The learning program will be invoked in the following way:
> python hmmlearn.py /path/to/input
The argument is a single file containing the training data; the program will learn a hidden Markov model, and write the model parameters to a file called `hmmmodel.txt`. The format of the model is up to you, but it should follow the following guidelines:
- The model file should contain sufficient information for `hmmdecode.py` to successfully tag new data.
- The model file should be human-readable, so that model parameters can be easily understood by visual inspection of the file.
The tagging program will be invoked in the following way:
> python hmmdecode.py /path/to/input
The argument is a single file containing the test data; the program will read the parameters of a hidden Markov model from the file `hmmmodel.txt`, tag each word in the test data, and write the results to a text file called `hmmoutput.txt` in the same format as the training data.
The accuracy of your tagger is determined by a scoring script which compares the output of your tagger to a reference tagged text. Note that the tagged output file `hmmoutput.txt` must match line for line and word for word with the input to `hmmdecode.py`. A discrepancy in the number of lines or in the number of words on corresponding lines will cause the scoring script to fail.
Things to consider
- **Tags.** Each language has a different tagset; the surprise language will have some tags that do not exist in the Italian and Japanese data. You must therefore build your tag sets from the training data, and not rely on a precompiled list of tags.
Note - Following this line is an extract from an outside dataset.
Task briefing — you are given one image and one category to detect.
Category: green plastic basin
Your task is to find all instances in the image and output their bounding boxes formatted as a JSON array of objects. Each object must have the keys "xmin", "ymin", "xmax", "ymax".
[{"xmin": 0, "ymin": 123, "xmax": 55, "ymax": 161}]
- **Slash character.** The slash character `/` is the separator between words and tags, but it also appears within words in the text, so be very careful when separating words from tags. *Slashes never appear in the tags, so the separator is always the last slash in the word/tag sequence.*
- **Smoothing and unseen words and transitions.** You should implement some method to handle unknown vocabulary and unseen transitions in the test data, otherwise your programs won’t work.
- **Unseen words:** The test data may contain words that have never been encountered in the training data: these will have an *emission probability* of zero for all tags.
- **Unseen transitions:** The test data may contain two adjacent unambiguous words (that is, words that can only have one part-of-speech tag), but the transition between these tags was never seen in the training data, so it has a probability of zero; in this case the Viterbi algorithm will have no way to proceed.
The reference solution will use *add-one smoothing* on the *transition probabilities* and *no smoothing* on the *emission probabilities*. For unknown tokens in the test data, it will ignore the emission probabilities and use the transition probabilities alone, and also limit the tag inventory to only the tags with a large associated vocabulary (open-class items). You may use more sophisticated methods which you implement yourselves.
- **End state.** You may choose to implement the algorithm with transitions ending at the last word of a sentence (as in Jurafsky and Martin, figure 8.10), or by adding a special end state after the last word (see for example an older draft of Jurafsky and Martin, figure 9.11). The reference solution will use an end state.
- **Runtime efficiency.** Vocareum imposes a limit on running times, and if a program takes too long, Vocareum will kill the process. Your program therefore needs to run efficiently. One common source of runtime inefficiency in Viterbi decoding is multiplying a lot of incoming transitions by an emission probability of zero; testing for that zero and skipping all that multiplication can cut the runtime by 90%. Run times for the reference solution are *approximately 1 second* for running hmmlearn.py on the training data and *3 seconds* for running hmmdecode.py on the development data, running on a MacBook Pro from 2016.